Anyone can be "the family chef". You just need good recipes and techniques! Chef Amy Fothergill shares her best recipes with you for quick and easy dishes with an emphasis on gluten-free.

Get information here about her cookbook, The Warm Kitchen: Gluten-Free Recipes Anyone Can Make and Everyone Will Love.

Friday, August 26, 2011

Gluten Free Maui Banana Bread recipe

When you go to Hawaii, more specifically Maui, it seems like there's a checklist of what most people do or see like snorkeling, going to Haleakala, seeing a rainbow (maybe even a double!), attending a luau, and driving the road to Hana which includes consuming the famous banana bread from any one of a number of roadside stands.

On our way to Hana, we never made it to one of the roadside banana bread stands, mostly because they all had gluten in them. I did allow myself to taste one local batch from a grocery store in Ka'anapali because I was curious. The family also agreed it was delicious.

When I returned home, I was determined to recreate the same flavor but in a gluten-free variety. After doing some cross referencing, I decided to use my own recipe for banana bread with the addition of salted macadamia nuts and some extra cinnamon. The result was simply delicious; the bread is moist and sweet with a hint of cinnamon and a nice crunch from the macadamias. Why not give it a try? You will be saying "Mahalo" or thank you for sure!

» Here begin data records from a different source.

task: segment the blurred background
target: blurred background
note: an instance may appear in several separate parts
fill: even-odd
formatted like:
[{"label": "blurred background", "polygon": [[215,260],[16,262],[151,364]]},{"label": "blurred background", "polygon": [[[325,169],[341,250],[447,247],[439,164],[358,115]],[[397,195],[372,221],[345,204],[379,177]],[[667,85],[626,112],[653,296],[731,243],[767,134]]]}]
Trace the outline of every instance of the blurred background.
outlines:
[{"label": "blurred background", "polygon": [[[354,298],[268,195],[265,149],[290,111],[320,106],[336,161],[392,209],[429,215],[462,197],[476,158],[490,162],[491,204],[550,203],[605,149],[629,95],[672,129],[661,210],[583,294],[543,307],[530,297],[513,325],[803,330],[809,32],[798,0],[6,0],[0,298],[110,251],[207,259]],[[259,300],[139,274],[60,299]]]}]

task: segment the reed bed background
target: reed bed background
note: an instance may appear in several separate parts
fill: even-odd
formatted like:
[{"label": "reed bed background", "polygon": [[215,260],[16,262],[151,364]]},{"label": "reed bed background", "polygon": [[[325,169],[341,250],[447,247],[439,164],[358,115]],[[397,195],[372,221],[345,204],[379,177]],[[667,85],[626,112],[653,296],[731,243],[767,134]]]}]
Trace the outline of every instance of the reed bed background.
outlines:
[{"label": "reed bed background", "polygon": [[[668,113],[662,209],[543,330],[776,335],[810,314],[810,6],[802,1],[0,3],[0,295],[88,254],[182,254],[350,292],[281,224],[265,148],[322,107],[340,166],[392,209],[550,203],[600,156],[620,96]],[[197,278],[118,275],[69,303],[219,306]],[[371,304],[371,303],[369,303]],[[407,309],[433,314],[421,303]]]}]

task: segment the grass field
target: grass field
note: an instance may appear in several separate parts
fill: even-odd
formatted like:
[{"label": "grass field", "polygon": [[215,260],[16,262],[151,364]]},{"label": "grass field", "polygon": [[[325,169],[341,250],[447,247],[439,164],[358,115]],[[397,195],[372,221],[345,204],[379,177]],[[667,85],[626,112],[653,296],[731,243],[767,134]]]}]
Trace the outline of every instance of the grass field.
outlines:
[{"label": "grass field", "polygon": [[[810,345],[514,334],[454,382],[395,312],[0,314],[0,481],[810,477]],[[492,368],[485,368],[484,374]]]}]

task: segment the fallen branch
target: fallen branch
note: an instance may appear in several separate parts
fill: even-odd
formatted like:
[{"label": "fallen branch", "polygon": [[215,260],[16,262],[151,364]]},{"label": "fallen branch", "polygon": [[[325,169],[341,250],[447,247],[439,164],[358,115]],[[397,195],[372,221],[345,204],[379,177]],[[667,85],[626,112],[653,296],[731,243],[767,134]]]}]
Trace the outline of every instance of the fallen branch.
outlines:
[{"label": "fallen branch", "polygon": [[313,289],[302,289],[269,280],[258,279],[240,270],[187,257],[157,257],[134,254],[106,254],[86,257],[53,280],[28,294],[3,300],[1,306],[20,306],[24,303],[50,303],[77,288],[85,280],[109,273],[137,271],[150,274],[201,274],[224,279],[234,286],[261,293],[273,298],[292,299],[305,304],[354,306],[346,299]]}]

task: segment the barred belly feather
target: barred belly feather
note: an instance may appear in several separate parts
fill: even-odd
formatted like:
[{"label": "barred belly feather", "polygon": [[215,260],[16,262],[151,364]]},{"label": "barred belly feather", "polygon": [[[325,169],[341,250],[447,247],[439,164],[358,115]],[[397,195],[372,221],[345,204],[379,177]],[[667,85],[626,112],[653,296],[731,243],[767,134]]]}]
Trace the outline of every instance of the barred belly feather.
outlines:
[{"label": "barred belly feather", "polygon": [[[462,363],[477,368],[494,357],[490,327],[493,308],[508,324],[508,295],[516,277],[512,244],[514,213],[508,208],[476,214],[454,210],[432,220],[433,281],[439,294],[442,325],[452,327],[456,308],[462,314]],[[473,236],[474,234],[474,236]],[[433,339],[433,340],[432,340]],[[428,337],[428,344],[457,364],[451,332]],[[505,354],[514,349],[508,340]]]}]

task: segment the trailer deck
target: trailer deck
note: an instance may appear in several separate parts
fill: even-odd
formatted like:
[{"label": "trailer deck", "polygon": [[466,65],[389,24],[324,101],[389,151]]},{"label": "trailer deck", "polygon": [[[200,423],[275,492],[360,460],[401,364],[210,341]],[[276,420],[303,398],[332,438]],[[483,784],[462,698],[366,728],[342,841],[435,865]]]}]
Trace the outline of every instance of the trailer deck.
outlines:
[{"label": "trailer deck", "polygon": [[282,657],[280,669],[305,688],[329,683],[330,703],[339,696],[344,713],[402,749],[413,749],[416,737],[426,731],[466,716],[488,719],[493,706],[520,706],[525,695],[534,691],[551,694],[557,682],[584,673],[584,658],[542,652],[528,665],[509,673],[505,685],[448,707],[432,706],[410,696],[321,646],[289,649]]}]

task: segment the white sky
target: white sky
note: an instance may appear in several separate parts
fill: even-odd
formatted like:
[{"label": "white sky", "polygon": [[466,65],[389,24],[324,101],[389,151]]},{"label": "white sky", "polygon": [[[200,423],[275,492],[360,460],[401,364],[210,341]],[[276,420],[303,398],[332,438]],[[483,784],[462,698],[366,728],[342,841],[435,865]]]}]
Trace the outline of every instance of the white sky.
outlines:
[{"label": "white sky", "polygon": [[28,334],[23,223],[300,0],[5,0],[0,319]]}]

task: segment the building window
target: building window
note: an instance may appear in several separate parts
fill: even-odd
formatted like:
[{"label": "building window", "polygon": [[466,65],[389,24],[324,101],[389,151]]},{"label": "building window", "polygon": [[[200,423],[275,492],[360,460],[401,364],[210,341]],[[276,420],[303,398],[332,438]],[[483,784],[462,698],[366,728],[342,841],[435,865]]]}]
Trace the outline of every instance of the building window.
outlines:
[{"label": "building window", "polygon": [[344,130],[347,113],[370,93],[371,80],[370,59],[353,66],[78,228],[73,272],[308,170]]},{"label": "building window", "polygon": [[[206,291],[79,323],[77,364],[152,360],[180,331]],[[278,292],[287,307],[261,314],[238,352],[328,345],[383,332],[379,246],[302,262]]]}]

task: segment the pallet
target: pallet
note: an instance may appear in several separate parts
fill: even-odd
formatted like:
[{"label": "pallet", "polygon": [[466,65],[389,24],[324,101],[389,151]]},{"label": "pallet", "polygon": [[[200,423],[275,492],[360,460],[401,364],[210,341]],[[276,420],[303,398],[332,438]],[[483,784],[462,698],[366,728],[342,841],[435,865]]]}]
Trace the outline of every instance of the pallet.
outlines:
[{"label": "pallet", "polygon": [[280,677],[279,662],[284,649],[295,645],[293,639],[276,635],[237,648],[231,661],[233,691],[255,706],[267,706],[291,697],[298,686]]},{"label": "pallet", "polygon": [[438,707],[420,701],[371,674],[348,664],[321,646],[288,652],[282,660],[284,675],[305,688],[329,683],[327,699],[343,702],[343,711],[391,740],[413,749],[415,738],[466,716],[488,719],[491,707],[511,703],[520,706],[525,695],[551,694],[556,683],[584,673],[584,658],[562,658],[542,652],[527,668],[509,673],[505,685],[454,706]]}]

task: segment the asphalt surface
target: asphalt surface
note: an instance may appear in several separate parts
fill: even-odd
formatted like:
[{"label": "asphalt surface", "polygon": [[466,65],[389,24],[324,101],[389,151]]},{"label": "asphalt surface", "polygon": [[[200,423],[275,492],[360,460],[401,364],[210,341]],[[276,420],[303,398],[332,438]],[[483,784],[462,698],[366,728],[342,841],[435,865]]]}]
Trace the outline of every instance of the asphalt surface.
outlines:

Gluten-Free Maui Banana Bread

2 cup basic Gluten-Free flour blend (you can use your own to try this one)
2 teaspoon baking powder
1/2 teaspoon baking soda
1/2 teaspoon salt (use less if the nuts are salted)
1/2 teaspoon xanthan gum
1/8 teaspoon ground ginger
1/2 teaspoon cinnamon

2 large eggs
1/2 cup melted butter or vegetable oil    
1/3 cup milk or yogurt 
3/4 cup brown sugar
1 teaspoon vanilla
3 ripe, mashed bananas
1/2 c chopped macadamia nuts or walnuts
Optional: 1/2 c unsweetened shredded coconut

1. Pre-heat oven to 325F and generously grease loaf pan.
2. In a large bowl, mix the dry ingredients (first 7 ingredients).
3. In a smaller bowl, mix the eggs, then add the butter or oil, milk or yogurt, sugar, vanilla and banana.
4. Add the wet ingredients to the dry ingredients and mix. Stir in the nuts and optionally, the coconut.
5. Place batter into loaf pan.
6. Bake for 40 minutes or until the top is golden brown and the middle is set.

4 comments:

Amish Stories said...

you had me at bread, looks like something i could enjoy. Richard

The Family Chef said...

When the non-gluten free kids are asking their mom to make this, you know it's good!

CLu said...

Aloha
Love the idea of gluten-free maui banana bread - we are trying to be gluten free in our house. Could I make it even MORE "Maui" inspired and use coconut flour? Is it easy to cook with coconut flour? Could I substitute coconut flour w/one of the gluten free flours to the "make your own" recipe?Any changes to instructions?
Mahalo!

The Family Chef said...

@CLu Aloha! Thanks for the comment. When I had tried the bit I did and researched recipes, I did not see coconut being used. However, I would have preferred to make it with shredded unsweetened coconut. The coconut flour changes the texture; you need to add more liquid. It sounds like a good idea, though, and I have updated the recipe.